The following is a visual representation of reshaping from long to wide form data and vice versa from Manny Gimond’s EDA Course.
Fixed effects models allow us to control for certain kinds of unobserved factors (unobserved = not observed in the data): (1) factors that vary between entities but are constant over time; and (2) factors that vary over time that are shared by all entities. We can account for these type of factors in a regression model without observing them in the data–otherwise omitted variables–by incorporating entity fixed effects and time fixed effects, respectively.
Also note that in a conventional panel data setting you can choose to include both entity and time fixed effects, one, or neither. The decision to incorporate fixed effects should be done carefully as a reasoned strategy for controlling for unobserved factors that could result in biased coefficient estimates of interest.
In addition to the fixed effects video lecture from Quant II, you can consult Chapter 10 of Introduction to Econometrics with R for a review of fixed effects regression theory along with R code. The following is an excerpt from that chapter that summarizes two equivalent approaches for using R to estimate fixed effects models: the Least Squares Dummy Variable model, and traditional fixed effects models.
Consider the panel regression model
\[Y_{it} = \beta_0 + \beta_1 X_{it} + \beta_2 Z_i + u_{it}\] where the \(Z_i\) are unobserved time-invariant heterogeneities across the entities \(i=1,\dots,n\). We aim to estimate \(\beta_1\), the effect on \(Y_i\) of a change in \(X_i\) holding constant \(Z_i\). Letting \(\alpha_i = \beta_0 + \beta_2 Z_i\) we obtain the model \[\begin{align} Y_{it} = \alpha_i + \beta_1 X_{it} + u_{it} \tag{10.1}. \end{align}\] Having individual specific intercepts \(\alpha_i\), \(i=1,\dots,n\), where each of these can be understood as the fixed effect of entity \(i\), this model is called the fixed effects model. The variation in the \(\alpha_i\), \(i=1,\dots,n\) comes from the \(Z_i\). (10.1) can be rewritten as a regression model containing \(n-1\) dummy regressors and a constant: \[\begin{align} Y_{it} = \beta_0 + \beta_1 X_{it} + \gamma_2 D2_i + \gamma_3 D3_i + \cdots + \gamma_n Dn_i + u_{it} \tag{10.2}. \end{align}\] Model (10.2) has \(n\) different intercepts — one for every entity. (10.1) and (10.2) are equivalent representations of the fixed effects model.
The fixed effects model can be generalized to contain more than just one determinant of \(Y\) that is correlated with \(X\) and changes over time.
If specified properly, estimating a fixed effects model (as in 10.1) and a Least Squares Dummy Variable (LSDV) model (as in 10.2) will yield identical estimates for \(\beta_1\).
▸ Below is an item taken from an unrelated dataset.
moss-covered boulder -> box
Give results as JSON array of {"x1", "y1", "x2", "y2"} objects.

The LSDV model will also report estimates for every “fixed effect” coefficient, whereas the fixed effects model will sweep away these fixed effects rather than estimating them; this happens by residualizing (or demeaning) the underlying data, as outlined in the fixed effects video lecture from Quant II.
Also note that you need to think carefully about the underlying error structure when estimating standard errors for inference on \(\hat\beta_1\). Examples of R functions for clustered standard errors for the LSDV and fixed effects models can be found below in Sections 5.1 and 5.2.
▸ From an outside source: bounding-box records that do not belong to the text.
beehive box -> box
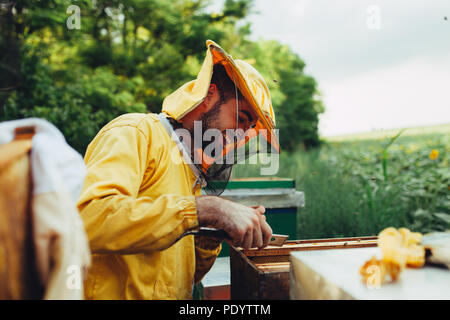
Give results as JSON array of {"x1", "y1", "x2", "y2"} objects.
[
  {"x1": 220, "y1": 177, "x2": 305, "y2": 257},
  {"x1": 230, "y1": 237, "x2": 377, "y2": 300}
]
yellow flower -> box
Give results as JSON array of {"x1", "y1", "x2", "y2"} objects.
[{"x1": 429, "y1": 149, "x2": 439, "y2": 160}]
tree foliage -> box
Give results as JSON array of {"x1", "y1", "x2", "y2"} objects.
[{"x1": 0, "y1": 0, "x2": 323, "y2": 153}]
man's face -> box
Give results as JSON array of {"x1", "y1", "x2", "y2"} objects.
[{"x1": 200, "y1": 98, "x2": 258, "y2": 133}]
The LSDV model can be estimated in R using the lm()
function. The code examples below use the gapminder panel data frame to
estimate the impact of GDP per capita on life expectancy with fixed
effects for country and year (wave).
#specify LSDV model
lsdv1 <- lm(lifeExp ~ gdpPercap + factor(country) + factor(year), data = gap_long)
#display R-squared and Adj. R-squared for full model
summary(lsdv1)$r.squared
## [1] 0.9355361
summary(lsdv1)$adj.r.squared
## [1] 0.9291729
## Estimate Std. Error t value Pr(>|t|)
## -7.801664e-05 1.843088e-05 -4.232930e+00 2.442012e-05
#robust SEs (here we're just reporting on the coefficient for gdpPercap)
coeftest(lsdv1, vcov = vcovHC(lsdv1, type = "HC1"))[2,]
## Estimate Std. Error t value Pr(>|t|)
## -7.801664e-05 1.618158e-05 -4.821325e+00 1.566027e-06
The results are identical to Stata when using the areg command (or regress, properly specified):
#clustered SEs by country (equivalent to areg in Stata)
#stats for coefficient of interest is the 2nd element in this object.
lsdv1_vcov <- cluster.vcov(lsdv1,
gap_long$country,
df_correction = T) #a small sample size adjustment
#just report stats for coefficient of interest (the second row from coeftest)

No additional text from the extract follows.